Dış dünya, böyle bir liderin ardından açılan kapılardan üşüştü. Enver Hoca’yı haklı çıkarırcasına bütün kötülüklerini topluma yöneltmeye başladı. Civanmert Arnavut gençlerini uluslar arası çetelere yüksek paralarla eleman yaptılar.

Arnavutlar, Osmanlı döneminde dahi gözü kara yapılarından dolayı silahlı güç olarak değerlendirilirdi. İkinci Abdülhamit dönemindeki sokaklarda boy gösteren külhanbeylerinin içinde Arnavutlar nam salmışlardı. Sait Halim Paşa, Vatan ve Hürriyet Cephesinin kabadayılarına karşı Arnavutlara bel bağlamıştı. Arnavutköy İlçesinin adı o dönemden gelir.

Avrupa’nın Karapara Çeteleri de, yakın tarihte dini inançlarından da tecrit edilmiş bu topluma el attı. Fas’ta üretilen esrar maddesini Arnavutluk üzerinden Avrupa pazarına sürdüler. Uyuşturucu ve kumar mafyaları, ülkeye göz dikmişlerdi. Gençleri yakın zamanda görmedikleri lüks arabalarla kandırıyor, inşa ettikleri süslü otellerde fuhuş ve uyuşturucu bataklığına sürüklüyorlardı.
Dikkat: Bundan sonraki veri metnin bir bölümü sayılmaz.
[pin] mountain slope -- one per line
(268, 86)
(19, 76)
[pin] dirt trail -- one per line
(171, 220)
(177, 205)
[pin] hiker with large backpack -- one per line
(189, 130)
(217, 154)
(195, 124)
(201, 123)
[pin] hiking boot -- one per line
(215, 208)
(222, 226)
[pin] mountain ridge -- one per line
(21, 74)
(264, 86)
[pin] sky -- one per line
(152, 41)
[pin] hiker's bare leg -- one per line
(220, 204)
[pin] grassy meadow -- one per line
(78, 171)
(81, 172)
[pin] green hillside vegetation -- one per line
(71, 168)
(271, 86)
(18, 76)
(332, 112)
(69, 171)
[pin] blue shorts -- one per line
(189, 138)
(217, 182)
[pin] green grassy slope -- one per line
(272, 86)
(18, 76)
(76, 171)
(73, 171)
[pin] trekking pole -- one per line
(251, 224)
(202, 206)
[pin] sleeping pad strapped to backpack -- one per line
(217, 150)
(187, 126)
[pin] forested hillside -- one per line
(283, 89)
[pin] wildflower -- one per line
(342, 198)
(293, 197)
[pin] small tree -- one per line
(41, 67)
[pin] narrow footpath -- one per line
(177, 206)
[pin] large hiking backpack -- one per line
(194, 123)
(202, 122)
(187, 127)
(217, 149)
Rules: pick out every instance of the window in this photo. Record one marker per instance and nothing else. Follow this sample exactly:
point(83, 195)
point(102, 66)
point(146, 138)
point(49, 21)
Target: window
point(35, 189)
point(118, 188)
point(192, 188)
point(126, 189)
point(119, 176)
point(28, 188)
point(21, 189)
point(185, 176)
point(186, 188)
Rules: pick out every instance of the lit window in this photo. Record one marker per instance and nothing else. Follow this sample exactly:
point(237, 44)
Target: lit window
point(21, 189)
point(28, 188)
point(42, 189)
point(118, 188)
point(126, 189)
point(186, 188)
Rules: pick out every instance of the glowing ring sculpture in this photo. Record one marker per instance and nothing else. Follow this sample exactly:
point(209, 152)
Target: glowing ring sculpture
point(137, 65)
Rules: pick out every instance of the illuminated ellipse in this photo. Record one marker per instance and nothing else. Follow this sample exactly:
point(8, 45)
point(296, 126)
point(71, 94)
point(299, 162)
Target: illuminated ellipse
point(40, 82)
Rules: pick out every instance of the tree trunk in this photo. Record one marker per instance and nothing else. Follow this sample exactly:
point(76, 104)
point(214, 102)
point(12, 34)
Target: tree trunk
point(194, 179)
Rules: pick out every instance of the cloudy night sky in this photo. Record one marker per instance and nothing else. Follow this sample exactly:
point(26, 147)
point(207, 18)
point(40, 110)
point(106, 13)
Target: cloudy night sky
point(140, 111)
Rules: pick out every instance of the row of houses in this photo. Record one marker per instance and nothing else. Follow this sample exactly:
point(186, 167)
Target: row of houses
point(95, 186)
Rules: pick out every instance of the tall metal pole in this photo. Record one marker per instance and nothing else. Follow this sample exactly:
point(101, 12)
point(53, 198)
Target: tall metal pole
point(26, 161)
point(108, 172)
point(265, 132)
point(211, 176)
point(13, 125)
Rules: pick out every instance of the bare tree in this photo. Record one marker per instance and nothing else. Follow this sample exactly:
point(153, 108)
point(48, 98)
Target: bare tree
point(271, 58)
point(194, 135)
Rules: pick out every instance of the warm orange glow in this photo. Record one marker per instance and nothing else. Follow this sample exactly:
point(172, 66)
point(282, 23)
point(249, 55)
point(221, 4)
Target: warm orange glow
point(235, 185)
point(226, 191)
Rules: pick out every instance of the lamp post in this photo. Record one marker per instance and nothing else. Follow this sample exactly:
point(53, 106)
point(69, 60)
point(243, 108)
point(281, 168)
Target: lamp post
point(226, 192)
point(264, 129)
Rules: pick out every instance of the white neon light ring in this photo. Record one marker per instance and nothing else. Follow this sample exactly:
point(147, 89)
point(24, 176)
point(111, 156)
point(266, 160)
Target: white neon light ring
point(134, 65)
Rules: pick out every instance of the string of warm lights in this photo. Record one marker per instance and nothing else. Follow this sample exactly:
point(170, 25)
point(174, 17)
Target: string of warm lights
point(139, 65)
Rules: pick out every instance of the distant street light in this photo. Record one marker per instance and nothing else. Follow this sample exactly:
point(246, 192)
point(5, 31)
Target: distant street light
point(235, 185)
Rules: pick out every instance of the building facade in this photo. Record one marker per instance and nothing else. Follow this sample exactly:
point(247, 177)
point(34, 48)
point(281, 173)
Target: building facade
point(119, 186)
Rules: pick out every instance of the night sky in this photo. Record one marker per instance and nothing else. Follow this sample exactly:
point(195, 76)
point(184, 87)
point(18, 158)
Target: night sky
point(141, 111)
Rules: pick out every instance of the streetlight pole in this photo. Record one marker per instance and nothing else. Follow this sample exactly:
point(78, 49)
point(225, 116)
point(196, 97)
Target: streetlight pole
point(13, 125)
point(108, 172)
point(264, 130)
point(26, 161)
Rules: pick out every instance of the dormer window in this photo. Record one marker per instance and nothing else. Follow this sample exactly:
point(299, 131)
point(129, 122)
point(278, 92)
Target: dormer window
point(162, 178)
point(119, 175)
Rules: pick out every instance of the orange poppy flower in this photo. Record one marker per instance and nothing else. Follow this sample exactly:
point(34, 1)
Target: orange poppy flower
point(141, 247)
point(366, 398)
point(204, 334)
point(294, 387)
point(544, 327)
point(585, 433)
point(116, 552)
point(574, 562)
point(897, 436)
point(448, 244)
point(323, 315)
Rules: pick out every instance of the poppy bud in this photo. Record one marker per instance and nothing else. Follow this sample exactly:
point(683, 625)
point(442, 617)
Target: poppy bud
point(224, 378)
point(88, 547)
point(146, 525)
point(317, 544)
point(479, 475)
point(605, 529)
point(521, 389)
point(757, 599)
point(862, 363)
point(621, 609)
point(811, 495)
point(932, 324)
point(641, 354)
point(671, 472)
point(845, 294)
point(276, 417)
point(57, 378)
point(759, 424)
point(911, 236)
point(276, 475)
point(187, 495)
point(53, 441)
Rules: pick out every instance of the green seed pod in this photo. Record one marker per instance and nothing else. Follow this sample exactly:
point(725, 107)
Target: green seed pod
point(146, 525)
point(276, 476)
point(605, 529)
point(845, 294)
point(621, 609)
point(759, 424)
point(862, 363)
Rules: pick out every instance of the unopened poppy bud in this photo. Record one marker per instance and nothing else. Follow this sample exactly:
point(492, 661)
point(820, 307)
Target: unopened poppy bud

Arnavutlar arabaları çok sevdiler, ince ve virajlı yolların kenarlarında sık sık ‘’Lavaş’’lara rastlarsınız. Yol kenarlarında marketten çok araba yıkama yeri vardır.

İşte, millet olarak yüreğimizin attığı, Dalmaçya Kıyısındaki güzel Arnavutluk’un güçlü otokrat liderinin arkasında kalanlar; Elbasan Dağı’nı geçmek büyük bir zaman kaybını ve tehlikeyi göze almaktır.